Insights and Observations from re:Invent 2024 – Day 1

Monday, 2nd December 2024

Today began with browsing and familiarisation of the different venues that my sessions will be distributed across. When people say everything is so far away – they are not kidding. The scale is something that must be experienced.

Kicking off my first session of re:Invent, I learned about building secure network design for generative AI applications.

SEC327-R | Building secure network designs for generative AI applications

Starting with a hand-drawn architecture diagram, we explored the architecture implementation in stages of deployment and connectivity between services within a VPC context. The defence in depth strategy requires more than just networking and we uncovered some of the strategies covering Service Control Policies (SCP’s), Identity Access Management (IAM), Network ACL’s, Security-Groups, NAT Gateways, Network Firewalls, DNS Firewalls, Web Application Firewall (WAF). We touched on Key management for controlling and enforcing encryption and using policies to filter specific models.

Key takeaways

  1. Use a defense-in-depth strategy for your generative Al workloads
  2. Protect your AWS infrastructure, applications, and data
  3. Leverage private networking with AWS PrivateLink
  4. Encrypt your data both in transit and at rest
  5. Prevent data exfiltration with multiple layers of firewalling and identity controls
  6. Avoid a situation in which a failure of one protection affects the security posture of the entire generative Al stack by using multiple layers of defense
  7. Employ DDoS protections at the edge to achieve your resiliency objectives
  8. Use AWS WAF to protect web front ends that are using generative Al foundational models
  9. Apply geo blocking from locations not expected to access your applications

Played Games!

Due to the sheer distance between venues, I was not able to make my midday session on time. Instead, I met with some strangers, visited the Sports Forum again and played the AWS Builders Card Game with the Generative AI card expansion deck. The card game works by taking a journey from on-premises to the cloud and teaches concepts related to AWS Well-Architected Framework and foundational services relationships.

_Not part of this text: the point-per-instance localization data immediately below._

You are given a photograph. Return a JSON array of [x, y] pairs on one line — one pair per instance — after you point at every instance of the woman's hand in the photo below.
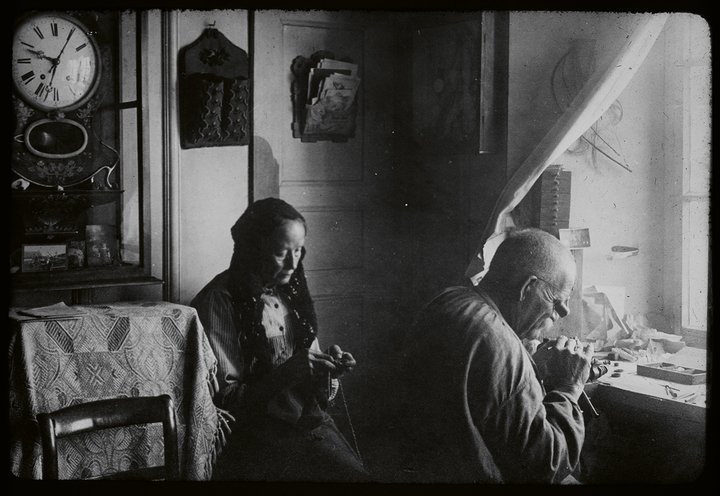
[[307, 363], [344, 361]]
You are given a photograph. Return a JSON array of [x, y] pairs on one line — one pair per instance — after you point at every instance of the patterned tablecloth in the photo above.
[[124, 349]]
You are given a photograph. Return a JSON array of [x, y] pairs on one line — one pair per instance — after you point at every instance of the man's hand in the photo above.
[[564, 364], [344, 361]]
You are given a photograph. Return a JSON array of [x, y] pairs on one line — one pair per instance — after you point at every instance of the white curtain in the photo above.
[[596, 96]]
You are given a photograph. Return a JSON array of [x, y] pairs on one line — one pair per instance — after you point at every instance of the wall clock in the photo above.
[[55, 62], [60, 76]]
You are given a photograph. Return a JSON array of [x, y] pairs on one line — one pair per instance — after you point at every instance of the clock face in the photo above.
[[55, 63]]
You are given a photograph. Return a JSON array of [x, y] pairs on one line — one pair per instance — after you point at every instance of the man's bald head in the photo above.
[[529, 252]]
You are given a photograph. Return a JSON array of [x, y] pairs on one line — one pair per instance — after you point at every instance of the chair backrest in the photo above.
[[104, 414]]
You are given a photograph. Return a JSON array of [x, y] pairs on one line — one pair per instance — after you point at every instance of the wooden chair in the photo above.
[[103, 414]]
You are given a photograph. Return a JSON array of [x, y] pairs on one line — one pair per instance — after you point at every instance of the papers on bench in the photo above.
[[56, 311]]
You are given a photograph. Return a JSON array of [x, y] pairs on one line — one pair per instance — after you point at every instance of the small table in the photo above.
[[644, 433], [110, 351]]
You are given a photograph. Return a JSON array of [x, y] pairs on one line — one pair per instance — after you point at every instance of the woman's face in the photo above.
[[283, 251]]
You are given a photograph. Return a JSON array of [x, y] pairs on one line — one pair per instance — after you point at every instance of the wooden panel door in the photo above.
[[353, 264]]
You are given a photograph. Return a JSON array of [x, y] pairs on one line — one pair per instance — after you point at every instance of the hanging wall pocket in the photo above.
[[214, 92], [324, 97]]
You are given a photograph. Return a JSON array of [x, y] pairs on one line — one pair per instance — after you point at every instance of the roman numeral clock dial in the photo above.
[[55, 63]]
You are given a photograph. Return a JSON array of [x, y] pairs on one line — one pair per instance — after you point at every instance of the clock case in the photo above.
[[54, 198]]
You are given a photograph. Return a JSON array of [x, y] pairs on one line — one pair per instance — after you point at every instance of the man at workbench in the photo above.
[[479, 406]]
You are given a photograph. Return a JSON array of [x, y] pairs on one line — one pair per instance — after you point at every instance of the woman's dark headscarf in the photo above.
[[251, 234]]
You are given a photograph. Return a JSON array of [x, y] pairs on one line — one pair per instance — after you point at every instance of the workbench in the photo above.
[[648, 430]]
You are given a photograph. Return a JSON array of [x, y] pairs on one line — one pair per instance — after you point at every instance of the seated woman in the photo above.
[[274, 379]]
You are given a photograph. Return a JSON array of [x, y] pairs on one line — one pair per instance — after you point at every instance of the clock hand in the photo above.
[[57, 59], [52, 70], [41, 54]]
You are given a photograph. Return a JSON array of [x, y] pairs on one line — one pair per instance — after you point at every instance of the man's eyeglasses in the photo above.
[[560, 306]]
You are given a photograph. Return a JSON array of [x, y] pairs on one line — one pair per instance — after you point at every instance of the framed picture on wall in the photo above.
[[44, 257], [452, 85]]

SEC402-R | Game Day - Winning the DDoS Game

In the afternoon, I attended a Game Day all about DDoS for a fictitious company for fun and found the challenge insightful. My team, made up of random people, did not win but we certainly learned along the way and had fun competing. Going to brush up on some skills with this workshop:

AWS WAF Workshop

AWS re:Invent Expo – Officially Open

To round out the day, I caught up with Mark Badenach for the opening of the Expo at the Venetian. The crowds were massive, and it was quite overwhelming – sensory overload. With such a big few days – I have hit the wall and need to rest so it is an early night for me tonight – I must be getting old!

Recent Announcements

Lastly, it would not be re:Invent without some announcements:

New Amazon EC2 P5en instances with NVIDIA H200 Tensor Core GPUs and EFAv3 networking

Amazon EC2 P5en instances deliver up to 3,200 Gbps network bandwidth with EFAv3 for accelerating deep learning, generative AI, and HPC workloads with unmatched efficiency.

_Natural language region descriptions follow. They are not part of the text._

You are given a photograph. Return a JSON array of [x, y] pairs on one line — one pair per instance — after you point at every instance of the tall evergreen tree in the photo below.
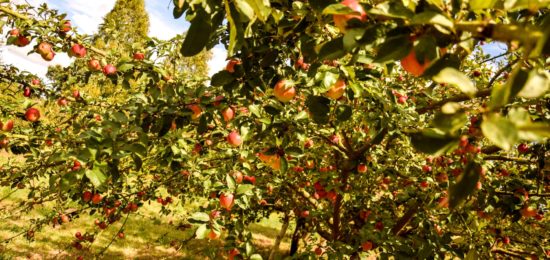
[[124, 27]]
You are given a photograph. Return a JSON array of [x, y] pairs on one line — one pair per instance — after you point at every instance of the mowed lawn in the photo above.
[[148, 235]]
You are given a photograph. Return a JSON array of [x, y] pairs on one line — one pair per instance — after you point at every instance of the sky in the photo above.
[[86, 16]]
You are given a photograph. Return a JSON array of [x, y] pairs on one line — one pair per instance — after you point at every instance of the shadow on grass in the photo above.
[[146, 237]]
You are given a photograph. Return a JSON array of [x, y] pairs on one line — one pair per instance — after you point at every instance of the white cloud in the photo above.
[[87, 15]]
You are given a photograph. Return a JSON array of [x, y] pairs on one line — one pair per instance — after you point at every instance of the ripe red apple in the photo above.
[[65, 27], [230, 67], [27, 92], [96, 198], [319, 251], [14, 32], [411, 64], [233, 252], [94, 65], [523, 148], [49, 56], [8, 126], [22, 41], [78, 51], [250, 179], [228, 114], [76, 166], [197, 111], [337, 90], [528, 212], [234, 139], [62, 102], [44, 48], [426, 168], [284, 90], [139, 56], [109, 70], [87, 196], [402, 99], [361, 168], [227, 201], [32, 114], [366, 246], [341, 20], [238, 176]]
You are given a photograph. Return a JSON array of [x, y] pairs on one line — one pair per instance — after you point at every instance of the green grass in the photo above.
[[147, 236]]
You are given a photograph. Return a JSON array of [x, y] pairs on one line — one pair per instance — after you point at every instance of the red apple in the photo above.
[[366, 246], [44, 48], [523, 148], [197, 111], [139, 56], [341, 20], [76, 166], [78, 51], [32, 114], [234, 139], [14, 32], [337, 90], [96, 198], [238, 176], [62, 102], [284, 91], [65, 27], [227, 201], [230, 67], [87, 196], [22, 41], [27, 92], [94, 65], [109, 70], [411, 64], [228, 114], [250, 179], [8, 126]]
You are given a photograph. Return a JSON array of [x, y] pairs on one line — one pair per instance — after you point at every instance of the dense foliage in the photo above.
[[380, 128]]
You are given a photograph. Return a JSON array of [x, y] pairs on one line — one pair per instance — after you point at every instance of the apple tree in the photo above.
[[378, 128]]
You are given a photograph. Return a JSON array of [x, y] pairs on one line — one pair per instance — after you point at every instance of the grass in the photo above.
[[147, 236]]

VPC Lattice now includes TCP support with VPC Resources

With the launch of VPC Resources for Amazon VPC Lattice, you can now access all of your application dependencies through a VPC Lattice service network. You are able to connect to your application dependencies hosted in different VPCs, accounts, and on-premises using additional protocols, including TLS, HTTP, HTTPS, and now TCP. This new feature expands upon the existing HTTP-based services support, enabling you to share a wider range of resources across your organisation.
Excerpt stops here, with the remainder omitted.